A Sametime Chat Mystery

Today I was contacted urgently by a site I did an install for back in early September.  The install went well and I left them several months ago with working components, but apparently about a week ago people stopped being able to login to the Community server. In fact not even the SSC could access it.

.. and yet no-one had changed anything at all.  I do love a good mystery so I thought it would be useful to someone (or even just future Gab) to document what I did:

  • verified if port 1533 was listening using netstat -an |find /i “1533”.
  • verified there were no running AV services that could interfere with the ports.
  • checked if the ST services were running, in fact only about 6 were.
  • tried to start some of the services that weren’t running and they failed immediately.
  • since no-one touched Sametime my next guess was a Windows update that caused a problem.
  • checked the Windows networking settings hadn’t been overwritten (they had) . Although those settings shouldn’t cause the services to fail completely it was worth resetting them.
  • I then added vp_trace_all=1 to the [Debug] settings in the sametime.ini which creates detailed log files in the \ibm\domino\trace directory.
  • having added that I could see log files being created for every service, even the ones that wouldn’t stay started. In fact those ones recreated every couple of minutes.  So the services were trying to start and failing.
  • reviewing the log files I could see on things like STPlaces there was a JVM error, but I put that aside for the time being in case it was a dependency issue.
  • in other logs such as STDirectory I could see broken networking errors and just before that I could see a comment about switching to TLS.

    A-ha!
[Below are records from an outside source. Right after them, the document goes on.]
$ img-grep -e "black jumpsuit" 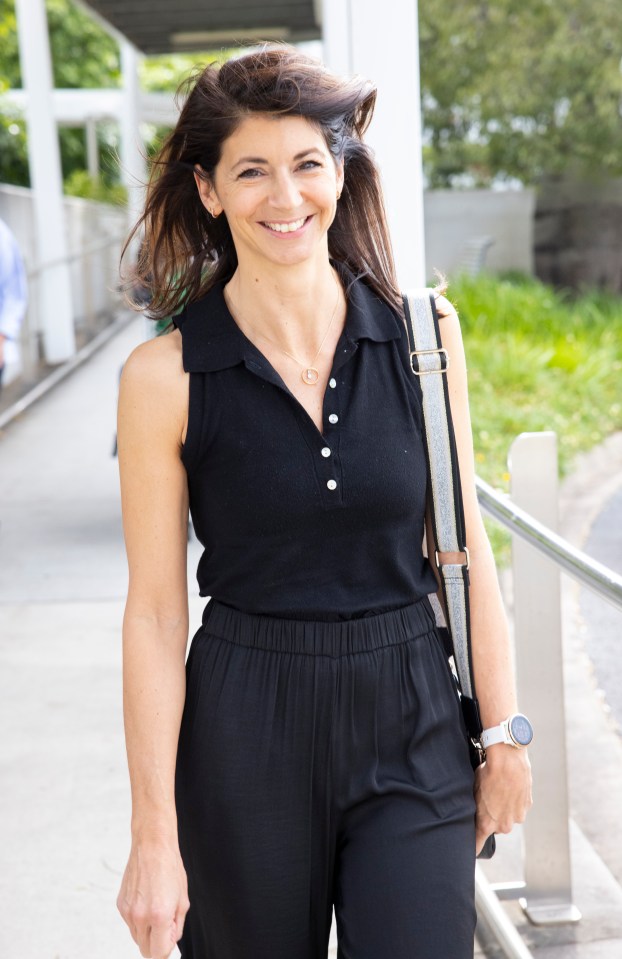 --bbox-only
[175,267,475,959]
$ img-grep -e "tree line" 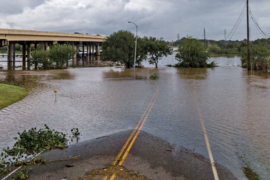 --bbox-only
[29,44,76,69]
[102,30,214,68]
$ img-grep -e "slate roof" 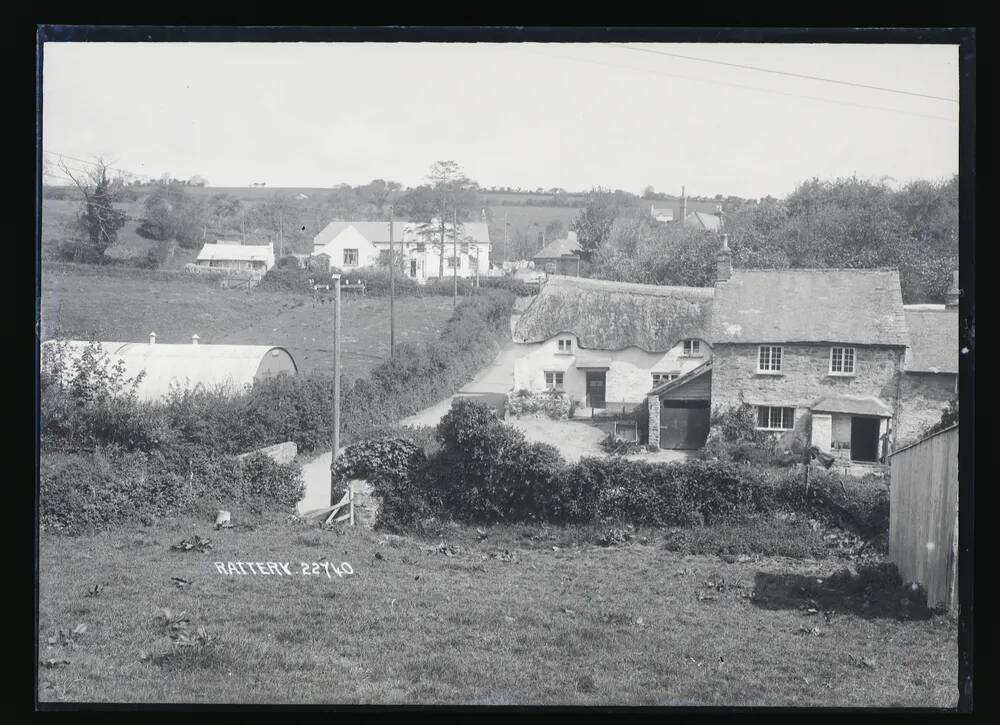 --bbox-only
[532,232,581,259]
[810,395,892,418]
[903,305,958,373]
[313,220,490,247]
[514,275,715,352]
[709,269,908,346]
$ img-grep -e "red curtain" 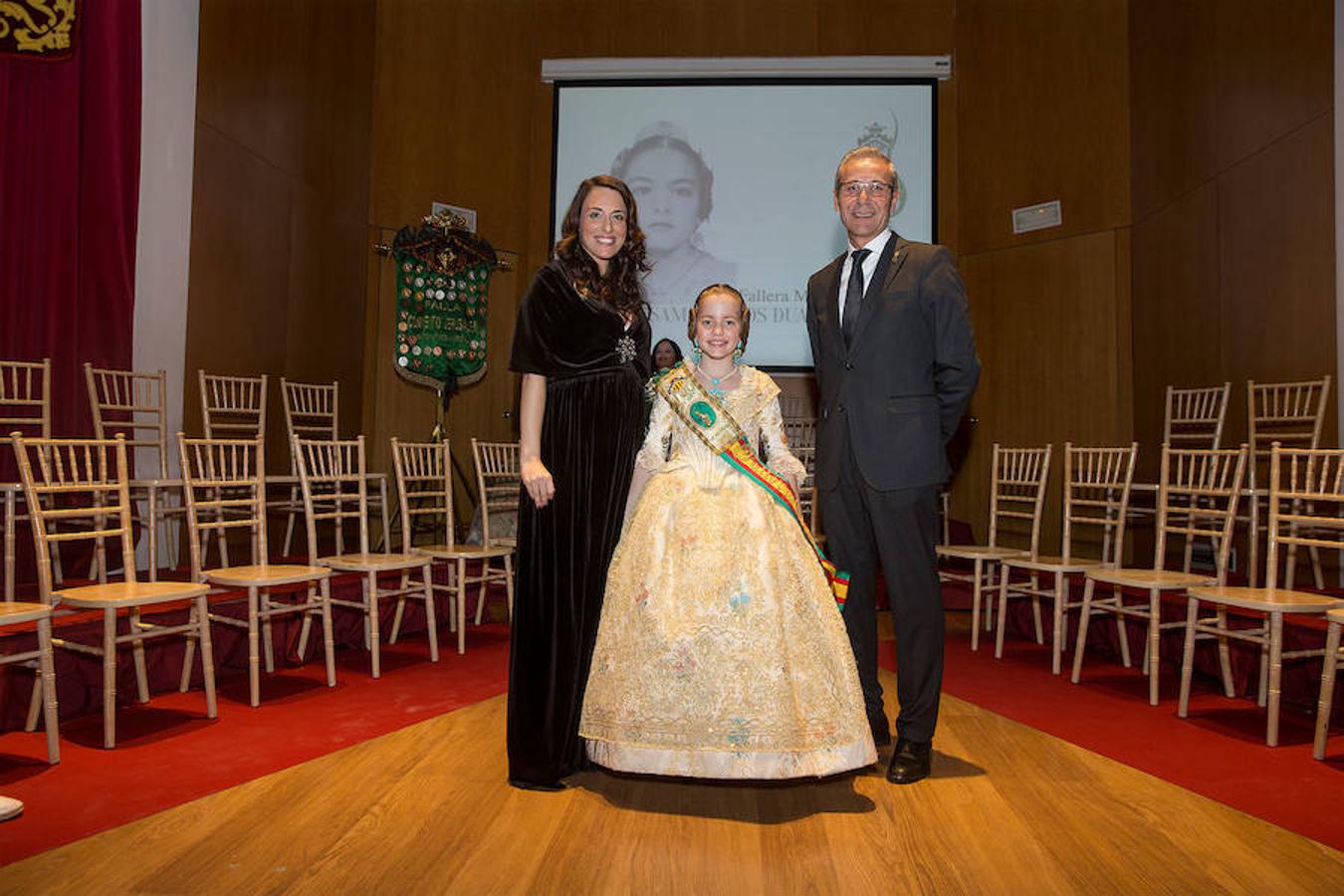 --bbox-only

Well, that’s new.

  • checking the sametime.ini I found:
    VPS_PORT=1516
    VPS_TLS_PORT=1516

    which I changed to:
    VPS_PORT=1516
    #VPS_TLS_PORT=1516

    My guess being an incomplete TLS configuration from the SSC.  Having done that the server restarted perfectly and all services started.  The SSC could then access the server with no problem.

Of course once I had spent 4hrs doing that I then found a technote on it which I never would have found before I saw the TLS entry.  Here’s the technote .

Sometimes it’s a rollercoaster but so long as I get things working  I’m calling that a good day.  Now back to building more Connections servers.